Wird also im Herbst mit einer AfD bei 30 Prozent alles noch komplizierter? Das musste man bis vor einigen Monaten befürchten. Nun aber könnte ausgerechnet Sahra Wagenknecht helfen. Oder besser gesagt: Die weitere Zersplitterung der politischen Linken in Deutschland, die sie mit dem Bündnis Sahra Wagenknecht, dem BSW, ausgelöst hat. Schöpferische Zerstörung, zumindest für diese spezielle Landtagswahl.

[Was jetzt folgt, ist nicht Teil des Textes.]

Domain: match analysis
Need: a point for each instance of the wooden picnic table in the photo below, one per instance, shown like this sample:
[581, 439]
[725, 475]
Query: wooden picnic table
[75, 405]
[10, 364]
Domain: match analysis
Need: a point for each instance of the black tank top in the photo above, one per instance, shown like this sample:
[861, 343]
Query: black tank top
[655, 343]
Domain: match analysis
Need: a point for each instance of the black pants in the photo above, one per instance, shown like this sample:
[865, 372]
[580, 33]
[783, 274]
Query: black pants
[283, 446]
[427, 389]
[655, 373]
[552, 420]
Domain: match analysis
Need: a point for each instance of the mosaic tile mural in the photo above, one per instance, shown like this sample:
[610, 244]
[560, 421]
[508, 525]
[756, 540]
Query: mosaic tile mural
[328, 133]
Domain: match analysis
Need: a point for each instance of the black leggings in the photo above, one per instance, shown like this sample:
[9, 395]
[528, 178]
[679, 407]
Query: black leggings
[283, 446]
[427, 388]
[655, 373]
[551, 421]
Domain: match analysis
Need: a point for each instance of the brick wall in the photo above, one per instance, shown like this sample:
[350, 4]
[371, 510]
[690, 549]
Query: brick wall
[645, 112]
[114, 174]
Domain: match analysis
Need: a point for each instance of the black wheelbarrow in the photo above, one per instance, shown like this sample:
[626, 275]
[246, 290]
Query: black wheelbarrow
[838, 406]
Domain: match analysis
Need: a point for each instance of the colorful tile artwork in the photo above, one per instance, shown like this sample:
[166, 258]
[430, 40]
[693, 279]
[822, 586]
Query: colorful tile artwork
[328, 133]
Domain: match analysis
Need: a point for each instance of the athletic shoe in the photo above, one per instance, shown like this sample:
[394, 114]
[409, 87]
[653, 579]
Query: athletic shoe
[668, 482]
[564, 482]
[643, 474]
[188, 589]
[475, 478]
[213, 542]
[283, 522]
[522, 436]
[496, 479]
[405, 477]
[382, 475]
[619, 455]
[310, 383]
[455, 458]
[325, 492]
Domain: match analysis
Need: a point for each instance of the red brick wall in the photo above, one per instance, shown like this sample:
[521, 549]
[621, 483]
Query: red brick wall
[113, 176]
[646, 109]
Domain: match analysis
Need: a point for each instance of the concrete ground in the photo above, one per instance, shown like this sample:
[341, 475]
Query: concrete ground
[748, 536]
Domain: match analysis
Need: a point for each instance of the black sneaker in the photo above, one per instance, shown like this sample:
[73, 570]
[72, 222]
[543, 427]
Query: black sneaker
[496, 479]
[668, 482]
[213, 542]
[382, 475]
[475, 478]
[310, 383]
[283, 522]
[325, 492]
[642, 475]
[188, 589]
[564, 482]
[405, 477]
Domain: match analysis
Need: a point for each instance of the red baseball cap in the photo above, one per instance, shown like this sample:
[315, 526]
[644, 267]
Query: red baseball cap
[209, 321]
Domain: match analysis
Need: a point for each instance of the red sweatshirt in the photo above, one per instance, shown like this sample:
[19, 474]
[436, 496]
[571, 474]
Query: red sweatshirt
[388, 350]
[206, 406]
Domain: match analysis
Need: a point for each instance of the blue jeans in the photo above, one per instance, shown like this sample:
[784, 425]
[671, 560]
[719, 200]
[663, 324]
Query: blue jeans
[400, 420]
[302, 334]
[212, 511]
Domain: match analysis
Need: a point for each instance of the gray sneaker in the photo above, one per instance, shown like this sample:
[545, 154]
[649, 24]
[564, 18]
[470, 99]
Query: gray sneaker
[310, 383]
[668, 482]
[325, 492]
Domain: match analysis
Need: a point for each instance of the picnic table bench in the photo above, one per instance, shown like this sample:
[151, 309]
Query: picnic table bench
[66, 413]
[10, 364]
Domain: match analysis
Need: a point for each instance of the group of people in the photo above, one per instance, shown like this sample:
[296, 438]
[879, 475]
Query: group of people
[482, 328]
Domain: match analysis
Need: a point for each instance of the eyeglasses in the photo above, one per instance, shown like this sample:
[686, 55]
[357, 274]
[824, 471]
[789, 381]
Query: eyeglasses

In Thüringen nämlich kommt Wagenknecht mit ihrem BSW derzeit auf rund 15 Prozent. Und damit auf ungefähr so viel Zustimmung wie die Linke von Ramelow. Mit dem kleinen aber feinen Unterschied, dass CDU-Landeschef Mario Voigt eine Zusammenarbeit mit dem BSW nicht ausschließt. Inhaltlich ist das zwar nur schwer zu begründen und personell schon gar nicht. Aber vielleicht sollte man die CDU für diese Absurdität nicht zu laut kritisieren. Sonst geht womöglich nach der Wahl im Herbst wirklich gar nichts mehr in Thüringen. Und Björn Höcke könnte sich noch einmal ins rechte Fäustchen lachen.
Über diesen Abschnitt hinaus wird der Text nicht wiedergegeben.